طراحی و تجزیه و تحلیل تنظیم عضویت الگوریتم های NLMS
Abstract
1- Introduction
2- Principles of kernel methods and set-membership techniques
3- Proposed centroid-based set-membership kernel normalized least-mean-square algorithm
4- Proposed nonlinear regression-based SM-KNLMS algorithm
5- Analysis
6- Simulations
7- Conclusions
References
Abstract
In the last decade, a considerable research effort has been devoted to developing adaptive algorithms based on kernel functions. One of the main features of these algorithms is that they form a family of universal approximation techniques, solving problems with nonlinearities elegantly. In this paper, we present data-selective adaptive kernel normalized least-mean square (KNLMS) algorithms that can increase their learning rate and reduce their computational complexity. In fact, these methods deal with kernel expansions, creating a growing structure also known as the dictionary, whose size depends on the number of observations and their innovation.

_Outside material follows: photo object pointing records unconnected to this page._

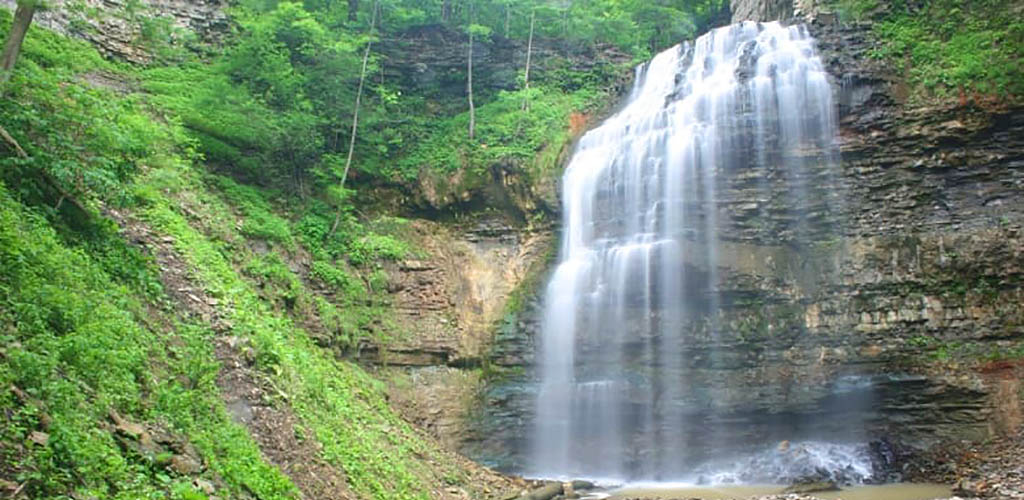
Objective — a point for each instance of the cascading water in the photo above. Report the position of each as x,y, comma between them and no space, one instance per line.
641,243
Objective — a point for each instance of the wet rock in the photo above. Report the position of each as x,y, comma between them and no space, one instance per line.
185,465
812,487
40,439
546,492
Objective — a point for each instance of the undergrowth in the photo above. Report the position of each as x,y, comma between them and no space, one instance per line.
948,48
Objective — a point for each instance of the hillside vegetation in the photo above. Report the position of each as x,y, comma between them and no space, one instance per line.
152,218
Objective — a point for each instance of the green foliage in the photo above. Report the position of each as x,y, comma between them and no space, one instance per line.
343,407
77,135
948,48
260,221
65,315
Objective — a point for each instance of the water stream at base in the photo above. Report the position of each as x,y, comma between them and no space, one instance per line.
641,246
884,492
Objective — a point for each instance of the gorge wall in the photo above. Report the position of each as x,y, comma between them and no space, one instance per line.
115,29
910,306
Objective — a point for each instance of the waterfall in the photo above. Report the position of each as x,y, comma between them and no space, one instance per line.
642,240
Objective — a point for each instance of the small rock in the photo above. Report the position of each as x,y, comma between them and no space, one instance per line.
204,486
819,486
38,438
184,465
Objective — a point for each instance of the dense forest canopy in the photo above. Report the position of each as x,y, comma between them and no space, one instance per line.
229,154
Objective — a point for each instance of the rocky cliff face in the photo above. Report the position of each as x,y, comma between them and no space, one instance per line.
116,26
765,10
902,318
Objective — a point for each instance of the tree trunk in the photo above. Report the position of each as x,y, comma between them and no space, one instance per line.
353,10
469,79
355,117
19,27
529,54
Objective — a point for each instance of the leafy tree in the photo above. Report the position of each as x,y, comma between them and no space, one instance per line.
23,18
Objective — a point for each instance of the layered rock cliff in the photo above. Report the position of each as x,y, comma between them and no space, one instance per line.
115,27
901,319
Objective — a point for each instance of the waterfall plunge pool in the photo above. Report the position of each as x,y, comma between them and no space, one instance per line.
901,491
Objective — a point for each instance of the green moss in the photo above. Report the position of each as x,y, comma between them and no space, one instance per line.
70,317
947,48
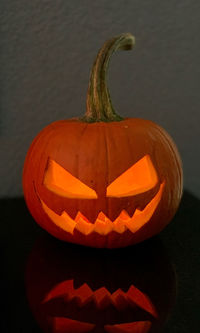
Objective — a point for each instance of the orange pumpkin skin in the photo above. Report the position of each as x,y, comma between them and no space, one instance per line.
96,151
74,144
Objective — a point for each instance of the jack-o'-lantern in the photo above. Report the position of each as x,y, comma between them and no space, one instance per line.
102,180
73,290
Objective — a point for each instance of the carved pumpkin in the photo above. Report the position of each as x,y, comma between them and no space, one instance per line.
77,290
102,180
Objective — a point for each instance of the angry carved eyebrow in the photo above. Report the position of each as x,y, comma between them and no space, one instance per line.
139,178
63,183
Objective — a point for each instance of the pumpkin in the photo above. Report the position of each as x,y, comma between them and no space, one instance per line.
101,180
78,290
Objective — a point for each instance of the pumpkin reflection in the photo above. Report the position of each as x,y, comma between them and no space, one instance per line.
73,289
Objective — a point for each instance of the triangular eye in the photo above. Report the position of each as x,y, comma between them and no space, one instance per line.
61,182
139,178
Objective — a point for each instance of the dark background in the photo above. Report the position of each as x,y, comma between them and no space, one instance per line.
47,49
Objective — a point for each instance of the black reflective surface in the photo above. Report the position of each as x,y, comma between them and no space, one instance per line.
176,249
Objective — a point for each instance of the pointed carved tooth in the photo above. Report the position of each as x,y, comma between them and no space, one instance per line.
119,225
70,223
119,299
102,217
141,217
83,226
124,215
102,297
102,224
64,221
83,294
136,297
80,217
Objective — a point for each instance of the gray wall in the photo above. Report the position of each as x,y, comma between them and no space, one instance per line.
47,49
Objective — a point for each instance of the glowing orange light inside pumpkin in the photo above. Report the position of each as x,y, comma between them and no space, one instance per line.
139,178
60,181
103,225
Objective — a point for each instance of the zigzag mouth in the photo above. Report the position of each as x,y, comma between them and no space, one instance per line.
101,298
103,225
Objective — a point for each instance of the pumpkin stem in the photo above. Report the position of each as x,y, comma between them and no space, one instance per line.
99,105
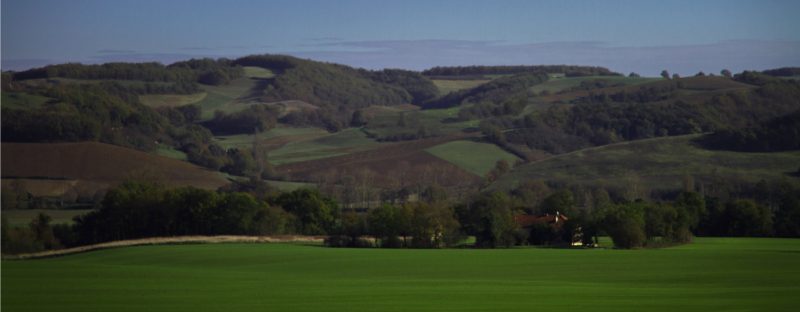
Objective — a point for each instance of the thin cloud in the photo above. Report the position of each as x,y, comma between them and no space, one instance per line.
114,51
735,55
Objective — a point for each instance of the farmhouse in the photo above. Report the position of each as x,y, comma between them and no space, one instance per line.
555,222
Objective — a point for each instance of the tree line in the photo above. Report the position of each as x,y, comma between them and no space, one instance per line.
568,70
140,209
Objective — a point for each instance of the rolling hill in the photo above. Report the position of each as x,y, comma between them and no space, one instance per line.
659,164
96,166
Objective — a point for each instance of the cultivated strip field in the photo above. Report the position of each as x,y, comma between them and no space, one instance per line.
477,158
712,274
99,163
397,161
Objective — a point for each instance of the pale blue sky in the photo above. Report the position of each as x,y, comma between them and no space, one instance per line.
642,36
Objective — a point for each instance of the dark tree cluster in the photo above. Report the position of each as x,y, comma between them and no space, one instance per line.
569,70
779,134
186,73
118,71
87,112
496,91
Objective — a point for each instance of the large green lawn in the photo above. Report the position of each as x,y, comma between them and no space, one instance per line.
713,274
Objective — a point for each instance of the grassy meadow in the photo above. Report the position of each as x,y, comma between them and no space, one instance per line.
477,158
341,143
446,86
712,274
659,163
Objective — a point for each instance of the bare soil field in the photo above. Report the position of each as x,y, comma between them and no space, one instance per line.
406,159
101,164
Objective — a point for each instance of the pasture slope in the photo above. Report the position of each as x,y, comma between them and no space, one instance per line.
659,163
399,162
99,163
712,274
475,157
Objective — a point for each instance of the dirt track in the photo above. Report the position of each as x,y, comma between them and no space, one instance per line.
169,240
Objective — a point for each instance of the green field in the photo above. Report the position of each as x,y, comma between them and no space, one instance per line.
712,274
434,121
171,152
477,158
446,86
558,84
659,163
23,217
171,100
226,98
258,72
341,143
285,133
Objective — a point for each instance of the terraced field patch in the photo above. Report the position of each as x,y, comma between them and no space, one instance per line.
475,157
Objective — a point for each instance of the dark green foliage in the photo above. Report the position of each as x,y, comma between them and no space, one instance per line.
389,222
136,210
87,112
625,224
433,225
779,134
569,70
561,201
316,213
746,218
754,78
490,219
120,71
496,91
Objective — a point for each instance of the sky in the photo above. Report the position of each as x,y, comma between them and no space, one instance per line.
640,36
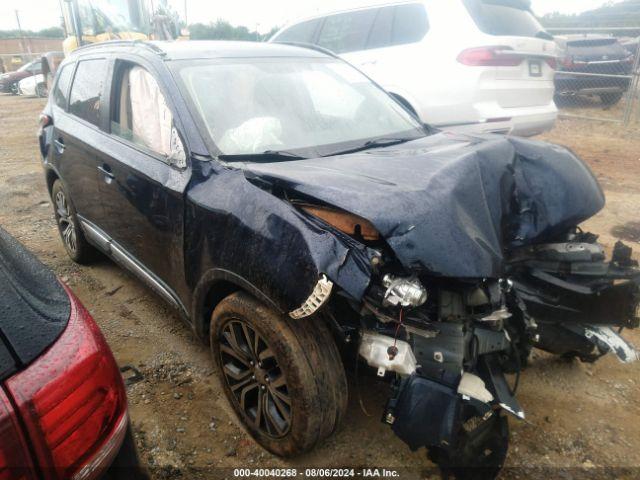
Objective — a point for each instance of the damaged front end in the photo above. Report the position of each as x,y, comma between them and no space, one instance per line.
448,346
473,257
571,299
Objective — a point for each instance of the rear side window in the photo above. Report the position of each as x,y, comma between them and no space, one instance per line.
347,32
86,91
301,33
381,31
410,24
61,90
597,49
505,18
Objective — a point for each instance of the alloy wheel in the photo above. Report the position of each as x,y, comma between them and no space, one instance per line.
255,378
65,222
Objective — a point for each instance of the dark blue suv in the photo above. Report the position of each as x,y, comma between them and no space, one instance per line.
293,212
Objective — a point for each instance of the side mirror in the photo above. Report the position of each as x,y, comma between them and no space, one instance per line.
178,156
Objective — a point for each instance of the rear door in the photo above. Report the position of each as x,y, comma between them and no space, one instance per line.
527,80
143,176
77,134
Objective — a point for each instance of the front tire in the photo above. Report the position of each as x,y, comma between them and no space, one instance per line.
283,377
71,234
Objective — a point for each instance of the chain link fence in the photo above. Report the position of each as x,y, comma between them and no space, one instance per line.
597,74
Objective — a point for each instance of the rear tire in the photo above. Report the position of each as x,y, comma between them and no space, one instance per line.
41,90
611,99
283,377
71,233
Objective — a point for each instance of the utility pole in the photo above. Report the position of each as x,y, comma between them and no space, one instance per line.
25,45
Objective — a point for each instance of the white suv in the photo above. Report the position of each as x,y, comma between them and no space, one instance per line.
472,65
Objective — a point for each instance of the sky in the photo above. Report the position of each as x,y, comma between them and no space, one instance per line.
263,14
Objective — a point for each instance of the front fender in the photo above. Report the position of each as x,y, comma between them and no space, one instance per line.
253,235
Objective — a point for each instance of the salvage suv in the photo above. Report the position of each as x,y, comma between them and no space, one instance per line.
292,211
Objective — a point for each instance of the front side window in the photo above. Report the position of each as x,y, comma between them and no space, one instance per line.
251,106
142,115
60,92
85,100
346,32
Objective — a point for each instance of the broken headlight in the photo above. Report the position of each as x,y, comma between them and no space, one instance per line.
403,292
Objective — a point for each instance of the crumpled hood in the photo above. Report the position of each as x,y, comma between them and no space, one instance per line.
451,205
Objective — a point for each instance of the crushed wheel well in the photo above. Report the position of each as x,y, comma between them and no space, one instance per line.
216,293
51,178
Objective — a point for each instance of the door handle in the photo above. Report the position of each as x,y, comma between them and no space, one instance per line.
60,146
106,171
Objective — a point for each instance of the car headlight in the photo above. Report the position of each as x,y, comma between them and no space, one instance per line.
348,223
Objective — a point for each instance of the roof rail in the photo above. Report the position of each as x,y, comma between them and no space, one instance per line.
309,46
123,43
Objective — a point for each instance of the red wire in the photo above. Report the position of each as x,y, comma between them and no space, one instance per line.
395,338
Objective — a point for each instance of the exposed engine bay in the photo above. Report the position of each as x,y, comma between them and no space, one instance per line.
450,259
446,345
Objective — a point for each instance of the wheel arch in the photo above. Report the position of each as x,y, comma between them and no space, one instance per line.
214,286
51,176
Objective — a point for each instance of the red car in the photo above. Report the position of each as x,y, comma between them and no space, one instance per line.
63,405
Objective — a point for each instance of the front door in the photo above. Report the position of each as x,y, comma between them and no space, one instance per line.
77,134
141,185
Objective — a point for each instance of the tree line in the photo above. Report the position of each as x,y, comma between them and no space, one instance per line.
610,14
218,30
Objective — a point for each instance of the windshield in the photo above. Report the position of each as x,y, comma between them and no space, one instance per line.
312,106
113,16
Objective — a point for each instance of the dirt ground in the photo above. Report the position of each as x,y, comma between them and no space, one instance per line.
582,420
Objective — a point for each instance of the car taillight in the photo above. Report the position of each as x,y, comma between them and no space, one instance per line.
490,57
73,402
45,120
15,463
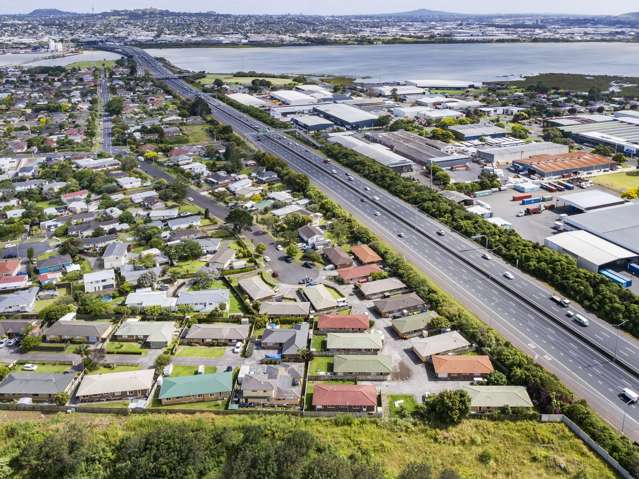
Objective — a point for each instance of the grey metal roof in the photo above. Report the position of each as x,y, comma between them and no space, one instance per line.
32,383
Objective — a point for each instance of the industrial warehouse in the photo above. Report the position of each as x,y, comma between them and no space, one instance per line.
562,165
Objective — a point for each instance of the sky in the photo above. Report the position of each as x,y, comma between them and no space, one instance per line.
609,7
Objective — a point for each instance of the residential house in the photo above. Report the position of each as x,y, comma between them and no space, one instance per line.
355,343
256,288
18,327
8,283
290,342
445,343
22,301
365,254
411,326
146,298
154,334
115,255
218,334
338,323
494,398
345,397
357,274
205,300
76,330
184,222
399,305
275,309
382,288
54,263
266,385
37,387
196,388
99,281
364,367
338,257
462,368
320,298
115,386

The algorithms described herein use an adaptive step-size to accelerate the learning and can offer an excellent tradeoff between convergence speed and steady state, which allows them to solve nonlinear filtering and estimation problems with a large number of parameters without requiring a large computational cost. The data-selective update scheme also limits the number of operations performed and the size of the dictionary created by the kernel expansion, saving computational resources and dealing with one of the major problems of kernel adaptive algorithms. A statistical analysis is carried out along with a computational complexity analysis of the proposed algorithms. Simulations show that the proposed KNLMS algorithms outperform existing algorithms in examples of nonlinear system identification and prediction of a time series originating from a nonlinear difference equation.
Introduction
Adaptive filtering algorithms have been the focus of a great deal of research in the past decades and the machine learning community has embraced and further advanced the study of these methods. In fact, adaptive algorithms are often considered with linear structures, which limits their performance and does not draw attention to nonlinear problems that can be solved in various applications. In order to deal with nonlinear problems a family of nonlinear adaptive algorithms based on kernels has been developed. In particular, a kernel is a function that compares the similarity between two inputs and can be used for filtering, estimation and classification tasks. Kernel adaptive filtering (KAF) algorithms have been tested in many different scenarios and applications [1], [2], [3], [4], [5], showing very good results. One of the main advantages of KAF algorithms is that they are universal approximators [1], which gives them the ability to address complex and nonlinear problems. However, their computational complexity is much higher than their linear counterparts [1]. One of the first KAF algorithms to appear, which is widely adopted in the KAF family because of its simplicity, is the kernel least-mean square (KLMS) algorithm proposed in [6] and later extended in [7]. The KLMS algorithm has been inspired by the least-mean square (LMS) algorithm and, thanks to its good performance, led many researchers to work in the development of kernel versions of conventional adaptive algorithms. For instance, a kernel version of the NLMS algorithm has been proposed in [5] using a nonlinear regression approach for time series prediction. In [8], [9], the affine projection algorithm (APA) has been used as the basis of the derivation of kernel affine projection (KAP) algorithms. Adaptive projection algorithms using kernel techniques have been reported in [10], [11]. The recursive least squares algorithm (RLS) has been extended in [12], where the kernel recursive least squares (KRLS) has been described. Later, the authors of [13] proposed an extension of the KRLS algorithm and the use of multiple kernels has been studied in [14] and [15].